All Canadian citizens born in Iraq, Iran, Syria, Sudan or Libya must now be registered as part of the National Security Entry-Exit Registration System, or NSEERS, new INS guidelines say.
In addition, Canadian men between the ages of 16 and 45 who were born in Saudi Arabia, Pakistan or Yemen must also be registered, according to the written instructions issued to immigration inspectors at U.S. land, sea and air ports, many of whom have long clamored for tighter controls on Canadians.
Such Canadians will be subject to special registration even if they left those countries as small children and don’t hold passports from there, the written directions say.
Previously, all Canadian nationals visiting the U.S., including Arab-Canadians, were treated as “non-controlled” aliens.

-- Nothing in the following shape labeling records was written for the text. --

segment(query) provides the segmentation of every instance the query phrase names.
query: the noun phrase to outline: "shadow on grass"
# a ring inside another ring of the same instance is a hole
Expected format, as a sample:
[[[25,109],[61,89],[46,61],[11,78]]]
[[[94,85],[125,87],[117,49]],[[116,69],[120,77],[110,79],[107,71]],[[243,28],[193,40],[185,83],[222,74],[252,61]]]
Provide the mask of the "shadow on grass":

Because the U.S. and Canada are close allies sharing a long border, Canadians did not have to fill out entry-exit documentation required of all other visiting aliens, including even those from Britain.

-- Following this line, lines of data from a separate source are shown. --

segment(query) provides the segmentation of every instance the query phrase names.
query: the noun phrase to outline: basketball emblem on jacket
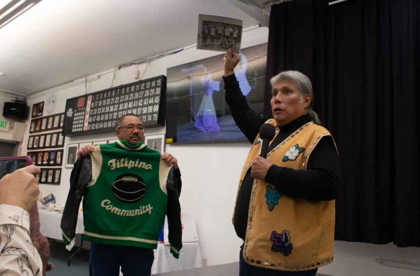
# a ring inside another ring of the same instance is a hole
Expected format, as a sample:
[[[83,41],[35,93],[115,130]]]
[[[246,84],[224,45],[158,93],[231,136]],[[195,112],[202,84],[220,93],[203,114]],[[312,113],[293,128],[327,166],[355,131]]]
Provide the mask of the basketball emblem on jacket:
[[[146,185],[141,177],[132,174],[122,174],[112,183],[114,195],[123,202],[135,203],[146,193]]]

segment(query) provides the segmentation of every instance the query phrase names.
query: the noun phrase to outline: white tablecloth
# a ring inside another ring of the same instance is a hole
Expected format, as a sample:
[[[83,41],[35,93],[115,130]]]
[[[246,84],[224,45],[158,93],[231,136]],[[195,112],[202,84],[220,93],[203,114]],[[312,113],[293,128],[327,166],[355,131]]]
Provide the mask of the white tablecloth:
[[[39,210],[39,223],[41,224],[39,231],[45,236],[59,240],[63,240],[61,234],[62,214],[57,212]],[[80,214],[77,218],[77,224],[76,226],[76,233],[83,233],[83,215]]]
[[[182,244],[179,259],[170,252],[169,244],[158,244],[154,251],[155,259],[152,266],[152,274],[183,270],[202,267],[201,252],[198,243]]]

But in the war on terrorism, U.S. intelligence and law enforcement have traced a disturbingly high number of al-Qaida operatives back to Canada, convincing the Bush administration that Canada’s more than 210,000 Middle Eastern immigrants pose a potential security risk – particularly given the looser restrictions applied to Canadians entering and staying in the U.S.
As a result, Attorney General John Ashcroft agreed to intensify screening of certain Arab-Canadian visitors – over the objections of State Department officials.
Canada acknowledges that it has al-Qaida cells.
“But everyone does,” argued Canadian Embassy spokesman Bernard Etzinger in a WorldNetDaily interview.
He said Canadian Foreign Minister Bill Graham has complained to Secretary of State Colin Powell about the move to single out certain Arab-Canadians for anti-terrorist screening, and is still waiting on a “formal response” from State.
Meantime, Graham has issued a travel advisory to Arab-Canadians to think twice about visiting the U.S.
INS inspectors received the authority to add certain Arab-Canadians to the watchlist from updates to the “Inspector’s Field Manual,” which went into effect Sept. 11, and subsequent inserts clarifying the registration of dual nationals. (Beginning Oct. 1, Pakistan, Saudi Arabia and Yemen were added to the watchlist, according to a four-page memo first revealed by WorldNetDaily).
“A case that might warrant discretionary registration could be: A nonimmigrant alien who is a dual national and is applying for admission as a national of a country that is not subject to special registration, but the alien’s other nationality would subject him or her to special registration.”
That means that an INS inspector can photograph and fingerprint a Canadian citizen born in Baghdad, for example, or even Karachi or Riyadh.
INS port directors have made it clear in other written instructions that such Canadian nationals must be specially registered.
“In the case of a Canadian citizen, if the passport indicates he was born in one of the special-registration countries, then he would be processed under NSEERS,” an INS inspector at a major international airport told WorldNetDaily.
“It doesn’t matter if he doesn’t have a passport for one of the countries on the list, or if he left one of those countries as a small child and has never been back,” the inspector added. “He must be processed.”
The policy exempts those carrying diplomatic or government visas, however.
Also, INS supervisors must sign off on such discretionary registrations.
Embassy spokesman Etzinger says Canada understands the U.S. is trying to protect itself from Islamic terrorists, but he says the Canadian immigration regulation is unnecessary.
He points out that Canada already screens Middle Eastern immigrants when they first enter Canada. And he says they undergo a second security screening when they apply for Canadian citizenship.
Critics argue, however, that Canada’s immigration controls are even weaker than America’s.
Etzinger warns such regulations could get out of hand.
“We understand the goal is to prevent another 9-11. But what happens with Americans who are born in Pakistan?” he asked. “Will they be fingerprinted whenever they re-enter the U.S.?”
He added: “It illustrates how absurd these regulations can get.”